Pandapower network definition

The pandapower network object can be created from scratch or pre-implemented networks can be loaded from pandapower or simbench.

Load from pandapower:

import pandapower.networks as pn
net = pn.case_ieee30() # Load IEEE 30 bus network

Create a network from scratch:

import pandapower as pp
net = pp.create_empty_network()
# Add buses, lines, loads, etc. to the network, see pandapower docs

Load from SimBench:

import simbench as sb
net = sb.get_simbench_net("1-LV-rural1--0-sw")
# Optional for data sampling, define the profiles attribute (only for SimBench)
profiles = sb.get_absolute_values(
    net, profiles_instead_of_study_cases=True)

After creating the network, define the constraints of the OPF problem, in standard pandapower practice. (compare pandapower docs).

net.bus['min_vm_pu'] = 0.95
net.bus['max_vm_pu'] = 1.05
net.line['max_loading_percent'] = 100
net.trafo['max_loading_percent'] = 100

All standard pandapower constraints are automatically considered in the reward calculation, if defined.

Observation space definition

The observation space is defined by selecting which pandapower tables, columns, and elements the agent can observe.
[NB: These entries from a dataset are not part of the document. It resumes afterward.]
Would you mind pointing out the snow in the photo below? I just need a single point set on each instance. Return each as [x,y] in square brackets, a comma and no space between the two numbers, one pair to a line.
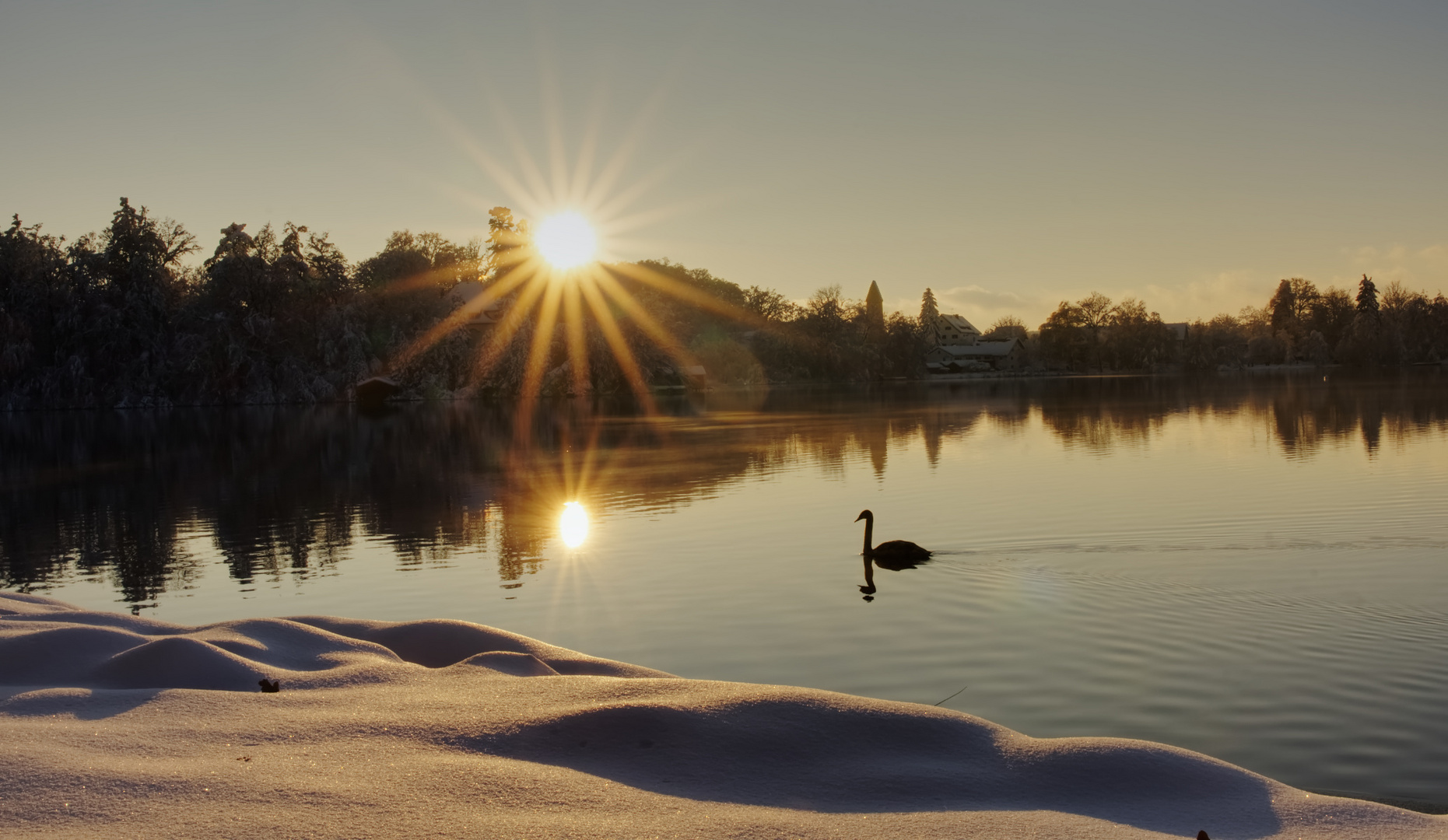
[138,727]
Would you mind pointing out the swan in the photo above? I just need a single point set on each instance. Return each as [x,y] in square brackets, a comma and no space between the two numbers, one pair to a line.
[891,551]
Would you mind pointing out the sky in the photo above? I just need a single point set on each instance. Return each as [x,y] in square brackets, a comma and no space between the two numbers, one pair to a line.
[1007,156]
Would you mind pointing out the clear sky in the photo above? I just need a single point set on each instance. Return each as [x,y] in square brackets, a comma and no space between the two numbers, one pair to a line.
[1008,156]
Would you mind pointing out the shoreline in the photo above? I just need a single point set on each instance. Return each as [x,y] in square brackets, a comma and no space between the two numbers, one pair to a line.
[136,726]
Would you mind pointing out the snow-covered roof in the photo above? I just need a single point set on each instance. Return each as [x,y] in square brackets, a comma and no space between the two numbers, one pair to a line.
[982,351]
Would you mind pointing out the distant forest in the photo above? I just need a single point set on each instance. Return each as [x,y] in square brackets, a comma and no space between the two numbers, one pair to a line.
[114,319]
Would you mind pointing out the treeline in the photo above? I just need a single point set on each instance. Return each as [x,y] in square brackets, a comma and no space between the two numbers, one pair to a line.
[1298,325]
[281,316]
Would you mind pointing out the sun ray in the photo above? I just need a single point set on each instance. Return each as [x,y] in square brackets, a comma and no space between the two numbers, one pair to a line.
[672,287]
[577,341]
[513,320]
[538,352]
[619,345]
[664,338]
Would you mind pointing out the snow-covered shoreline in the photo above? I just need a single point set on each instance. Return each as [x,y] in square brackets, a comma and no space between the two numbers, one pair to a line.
[442,729]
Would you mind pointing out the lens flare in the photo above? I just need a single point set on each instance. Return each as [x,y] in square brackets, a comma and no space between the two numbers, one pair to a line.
[573,525]
[565,241]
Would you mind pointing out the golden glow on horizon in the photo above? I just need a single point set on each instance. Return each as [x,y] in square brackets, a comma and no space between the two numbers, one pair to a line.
[573,525]
[566,240]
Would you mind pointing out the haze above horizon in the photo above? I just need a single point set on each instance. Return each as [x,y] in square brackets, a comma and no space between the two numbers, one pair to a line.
[1189,156]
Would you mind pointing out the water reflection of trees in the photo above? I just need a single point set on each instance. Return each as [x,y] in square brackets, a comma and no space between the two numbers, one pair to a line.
[1305,411]
[146,499]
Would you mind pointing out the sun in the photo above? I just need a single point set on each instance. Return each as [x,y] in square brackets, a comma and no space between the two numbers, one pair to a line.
[565,240]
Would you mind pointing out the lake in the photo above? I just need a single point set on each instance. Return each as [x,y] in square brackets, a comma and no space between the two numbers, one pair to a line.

That is done by setting the env.obs_keys attribute of the environment.

The obs_keys are a list of tuples, where each tuple contains the three elements (unit_type, column, indices). The unit_type is the pandapower table name, the column is the column name of the table, and indices is an array of indices of the elements in the table that the agent can manipulate.

# Some example observations
obs_keys = [
    # Observe all load's active and reactive power values
    ('load', 'p_mw', net.load.index),
    ('load', 'q_mvar', net.load.index),
]

Additionally, it is required to define the observation ranges. This is required to create a bounded observation space but also for sampling. To distinguish these range definitions from the pandapower OPF constraints, use the prefixes 'min_min_' and 'max_max_' in front of the column name.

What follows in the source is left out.